Creative thinking; it’s not what you th…

Grizzly bear lying on the ground, rear view, (Ursus arctos), Katmai National Park and Preserve. Alaska.

Grizzly bear lying on the ground, rear view, (Ursus arctos), Katmai National Park and Preserve. Alaska. Please click on the image above to view a larger version of this photo.

Hey Folks,

I generally avoid articles built from numbered lists. The Top 8 anything is generally little more than billboardian nonsense.

That said, I read with some interest 12 things you were not taught in school about creative thinking: I’ll ignore the perfect opportunity to comment about the very clear LACK of creative thinking in the article’s title. For now.

The article is by Michael Michalko, “one of the most highly acclaimed creativity experts in the world and author of the best sellers Thinkertoys (A Handbook of Business Creativity), ThinkPak  (A Brainstorming Card Deck), and Cracking Creativity (The Secrets Of Creative Genius)”  – hhhmmm …. I’m seeing a pattern here.

I think perhaps the biggest ‘myth’ we hold about creative thinking is something that comes from this article and others like it.
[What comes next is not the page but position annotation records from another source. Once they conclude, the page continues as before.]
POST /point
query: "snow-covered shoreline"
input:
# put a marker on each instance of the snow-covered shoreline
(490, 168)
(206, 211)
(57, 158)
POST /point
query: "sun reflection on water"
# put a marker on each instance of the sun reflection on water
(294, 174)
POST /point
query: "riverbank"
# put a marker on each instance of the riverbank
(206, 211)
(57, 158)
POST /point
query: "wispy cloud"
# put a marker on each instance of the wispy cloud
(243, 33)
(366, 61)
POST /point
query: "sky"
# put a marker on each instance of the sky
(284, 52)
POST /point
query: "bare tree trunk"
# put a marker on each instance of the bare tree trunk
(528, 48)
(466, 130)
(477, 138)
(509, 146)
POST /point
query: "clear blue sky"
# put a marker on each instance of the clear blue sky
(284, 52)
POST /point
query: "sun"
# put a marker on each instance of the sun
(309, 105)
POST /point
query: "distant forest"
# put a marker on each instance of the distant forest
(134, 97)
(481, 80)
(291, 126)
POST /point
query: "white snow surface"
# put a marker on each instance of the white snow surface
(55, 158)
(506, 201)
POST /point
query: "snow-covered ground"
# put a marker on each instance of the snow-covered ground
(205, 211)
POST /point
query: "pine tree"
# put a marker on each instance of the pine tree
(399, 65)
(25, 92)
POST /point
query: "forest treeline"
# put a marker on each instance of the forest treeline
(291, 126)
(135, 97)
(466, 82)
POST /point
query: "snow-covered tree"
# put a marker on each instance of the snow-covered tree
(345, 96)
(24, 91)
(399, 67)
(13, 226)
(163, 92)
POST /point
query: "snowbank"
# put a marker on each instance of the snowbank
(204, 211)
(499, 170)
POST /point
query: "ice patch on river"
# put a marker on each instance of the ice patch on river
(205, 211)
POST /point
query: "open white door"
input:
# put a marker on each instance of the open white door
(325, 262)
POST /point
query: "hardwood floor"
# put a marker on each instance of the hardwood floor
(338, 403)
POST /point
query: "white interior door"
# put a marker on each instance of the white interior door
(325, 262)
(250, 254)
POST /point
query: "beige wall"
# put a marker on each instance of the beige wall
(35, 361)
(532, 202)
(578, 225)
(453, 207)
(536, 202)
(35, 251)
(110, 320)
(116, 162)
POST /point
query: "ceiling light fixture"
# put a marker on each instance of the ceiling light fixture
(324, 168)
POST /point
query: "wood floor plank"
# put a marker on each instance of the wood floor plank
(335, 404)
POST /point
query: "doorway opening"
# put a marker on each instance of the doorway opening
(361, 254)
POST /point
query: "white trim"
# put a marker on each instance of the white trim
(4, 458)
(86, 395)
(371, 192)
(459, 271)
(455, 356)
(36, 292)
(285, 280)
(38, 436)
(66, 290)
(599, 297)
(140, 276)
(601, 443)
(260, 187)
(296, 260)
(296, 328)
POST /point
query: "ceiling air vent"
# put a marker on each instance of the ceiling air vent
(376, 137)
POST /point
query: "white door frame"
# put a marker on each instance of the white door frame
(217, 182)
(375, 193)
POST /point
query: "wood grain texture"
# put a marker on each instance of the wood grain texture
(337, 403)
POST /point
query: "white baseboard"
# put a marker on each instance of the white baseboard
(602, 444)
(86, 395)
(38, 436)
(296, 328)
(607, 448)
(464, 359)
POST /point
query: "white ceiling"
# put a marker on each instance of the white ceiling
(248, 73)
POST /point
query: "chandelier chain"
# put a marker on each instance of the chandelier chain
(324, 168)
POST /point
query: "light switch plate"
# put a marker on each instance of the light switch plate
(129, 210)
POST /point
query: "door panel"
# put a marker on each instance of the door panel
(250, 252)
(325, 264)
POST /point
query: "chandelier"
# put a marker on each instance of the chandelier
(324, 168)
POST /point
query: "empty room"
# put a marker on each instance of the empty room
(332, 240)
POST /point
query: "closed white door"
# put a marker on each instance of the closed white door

Creative thinking is NOT about Einstein or Beethoven or Mozart or Edison or Walt Disney. That kind of talk doesn’t promote creativity; rather, it stifles creative thinking. Because you’re NOT Einstein. You’re NOT Amadeus Mozart. Statistically, such people don’t exist. We can’t aspire to some to, or be expected to simulate, what doesn’t exist. You’re not, and won’t be, Picasso.

Who are you? You’re Sean Quigley. You’re Randall, of Honey Badger fame. Or this guy. Or Alan Becker. The point here is not that you and I aren’t famous. The point is that creative thinking is rarely the grandiose and celebrated. It’s the small, inconsequential and often fleeting ideas that drift by our space sometimes.

That’s what creative thinking is about; it’s through the practice of that, the repetition of paying attention to our muse, even to, no, especially to the tiniest of ideas that come our way, that those really great moments happen.

And they do happen. But are we paying attention?

Cheers

Carl

2 thoughts on “Creative thinking; it’s not what you th…

  1. Greg Russell

    Well said, Carl. I think that they happen more often than we think, and I agree that “practice” is not learning to be creative, but rather to being aware of our own consciousness.

    I’ve missed 99.9% of those fleeting moments, I’m sure, but that 0.1% has been pretty cool.

    Cheers,
    Greg

  2. Jatinder Vijh

    Creative thinking is not a complicated issue. It is actually simple thinking, thinking like a child with imagination. To be creative, discover the child within.